Magazines were my major influence when I began my career and in the 1990’s they were our social media and streaming service in a physically portable and shareable format. Going to the corner store and buying the issue with your work and turning the pages to see your image was always a moment of great anticipation…did it even get published, is the layout design good, is it printed well, …and there it would be, the ghosting of the next printed page bleeding through the white space, and either a page of design or garish advertisement on the facing page, and likely darker than you remember—-but it’s in print and it’s in your hands.
As I was going old school and turning actual pages in magazines, I came across an incredible series of illustrations. It was like I had opened a time machine and I was transported back to a place where art was made by hand and the critical aspect of the magazine was the graphic design, written content, and the visual solution of the illustrator connecting the message of design, text, and image. In the April 2006 issue of Premiere magazine dedicated to the 100 Best Performances of All Time, Art Director Dirk Barnett and Deputy AD Andre Jointe and Associate AD April Bell commissioned 7 illustrators to provide full page images. Enjoy these pieces on paper, a series of portraits where the art, and the medium provide another layer of meaning. The medium is the message.
The countdown began with 100 and a perfect union of illustrator Nathan Fox’s work and Malcolm McDowell’s portrayal of the sociopathic rapist Alex DeLarge in A Clockwork Orange, 1971.
#83 is Hilary Swank portraying Brandon Teena in the 1999 Boys Don’t Cry, illustrated by R. Kikuo Johnson. A controversial film today for not casting a trans man and as actor J.J. Hawkins said in a 2019 New York Times article about the film contributing to pain for trans men. Seeing the film, Hawkins related, “That was the first time I realized that people who see me, see me as a girl dressed up as a boy.”
Paul Newman comes in at #64 as Fast Eddie Felton in The Hustler, 1961. Sadly, no Oscar for this performance but a tour de force illustration by the late great Jack Unruh. The 71 year old Unruh is a perfect choice for portraying the complex and cocky Fast Eddie.
23 year old Reese Witherspoon plays High Schooler Tracy Flick in Election, 1999 the 45th pick. The tightly wound and desperately positive Tracy is perfectly portrayed by the brush of Roberto Parada.
Eddie Guy’s beautifully crafted collage portrait of Faye Dunaway is #36, for her performance in Chinatown in 1974, echoing the drawn on eye brows and perfect lipstick of her character Evelyn Cross Mulwray.
The 17th spot goes to Denzel Washington in the Spike Lee biopic Malcolm X. Denzel Washington took a year to prepare for the role, Lee described his commitment, “He studied the Koran, learned to pray in Arabic.

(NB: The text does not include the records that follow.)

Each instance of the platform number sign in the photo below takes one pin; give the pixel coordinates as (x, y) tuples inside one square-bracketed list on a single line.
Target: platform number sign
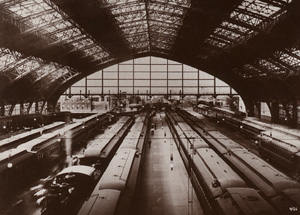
[(40, 156), (293, 209)]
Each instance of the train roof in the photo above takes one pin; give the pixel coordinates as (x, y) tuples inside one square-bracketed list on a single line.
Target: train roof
[(80, 169)]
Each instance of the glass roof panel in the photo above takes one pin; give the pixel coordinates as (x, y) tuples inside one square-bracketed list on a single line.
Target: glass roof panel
[(247, 20), (45, 18)]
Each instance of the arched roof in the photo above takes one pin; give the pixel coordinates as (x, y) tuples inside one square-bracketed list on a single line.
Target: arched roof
[(47, 45)]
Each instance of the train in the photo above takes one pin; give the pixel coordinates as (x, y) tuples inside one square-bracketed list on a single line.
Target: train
[(116, 189), (216, 184), (26, 159), (98, 152), (285, 153), (18, 139), (277, 193)]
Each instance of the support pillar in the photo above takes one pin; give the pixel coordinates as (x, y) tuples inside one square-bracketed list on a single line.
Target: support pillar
[(2, 109), (274, 107), (294, 123), (22, 108), (29, 107), (11, 109), (249, 107)]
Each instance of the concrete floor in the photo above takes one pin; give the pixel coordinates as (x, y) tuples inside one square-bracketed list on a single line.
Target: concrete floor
[(165, 191)]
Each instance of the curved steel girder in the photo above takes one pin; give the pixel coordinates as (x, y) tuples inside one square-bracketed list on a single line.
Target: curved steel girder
[(263, 89), (234, 82)]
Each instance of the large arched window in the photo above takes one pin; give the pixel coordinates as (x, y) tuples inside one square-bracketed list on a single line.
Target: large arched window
[(150, 76)]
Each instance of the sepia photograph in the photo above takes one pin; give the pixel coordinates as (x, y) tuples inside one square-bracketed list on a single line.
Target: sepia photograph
[(149, 107)]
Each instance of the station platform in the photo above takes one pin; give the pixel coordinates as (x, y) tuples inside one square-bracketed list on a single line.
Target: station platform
[(165, 190), (277, 130)]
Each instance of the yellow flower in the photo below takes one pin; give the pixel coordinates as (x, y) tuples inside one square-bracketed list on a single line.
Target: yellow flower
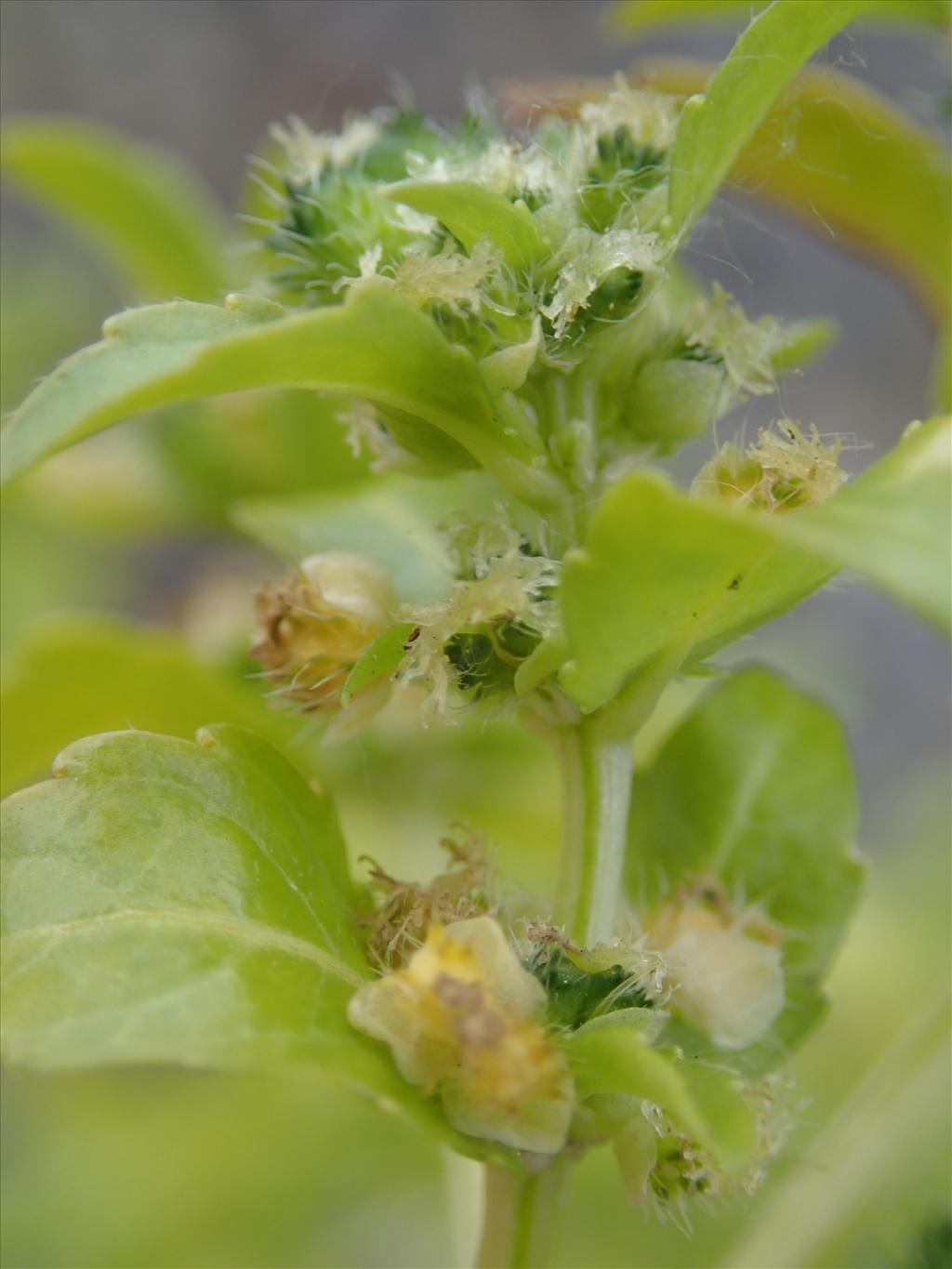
[(459, 1021), (316, 625)]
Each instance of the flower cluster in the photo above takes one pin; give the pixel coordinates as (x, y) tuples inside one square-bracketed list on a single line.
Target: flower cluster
[(313, 627), (461, 1021), (542, 254)]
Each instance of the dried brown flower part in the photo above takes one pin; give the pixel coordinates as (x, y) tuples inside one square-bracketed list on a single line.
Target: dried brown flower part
[(406, 910), (459, 1019), (313, 626)]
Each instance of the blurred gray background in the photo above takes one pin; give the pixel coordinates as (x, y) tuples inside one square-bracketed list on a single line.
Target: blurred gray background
[(205, 76)]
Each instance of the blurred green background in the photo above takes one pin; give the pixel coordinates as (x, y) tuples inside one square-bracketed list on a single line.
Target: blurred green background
[(172, 1168)]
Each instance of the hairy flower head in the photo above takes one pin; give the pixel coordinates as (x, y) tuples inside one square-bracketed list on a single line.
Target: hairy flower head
[(726, 975), (313, 626), (785, 471), (461, 1021)]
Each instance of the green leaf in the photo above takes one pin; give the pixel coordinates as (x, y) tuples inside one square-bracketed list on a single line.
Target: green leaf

He gave up pork and stopped drinking. He knew he needed to have his mind, soul, and spirit in a place that would be able to receive Malcolm’s spirit.” I layered the black suit over the painting and left outlines as an expression of the multiple layers to Malcolm X and his life story.
The first, number 1 spot goes to Peter O’Toole for Lawrence of Arabia, illustrated with the unerring humour and style of David Hughes. It’s been 17 years since this list was compiled and it has been an incredibly eventful 17 years in culture and society.
The print edition of Premiere only lasted another year —to April 2007. By 2009 Facebook had nearly 360 million users and by 2012 had over a billion active users. YouTube, Instagram, Twitter, WhatsApp and the now ascendant TikTok provide instant distraction and dopamine. The slow world of the page turn and the context and content of editorial design and Illustration has less and less real estate in our visual landscape. I miss the view.
The views still exist it seems. They’re just fewer and further between- and perhaps require a bit more effort to appreciate.
Beautiful work here. Thanks for highlighting.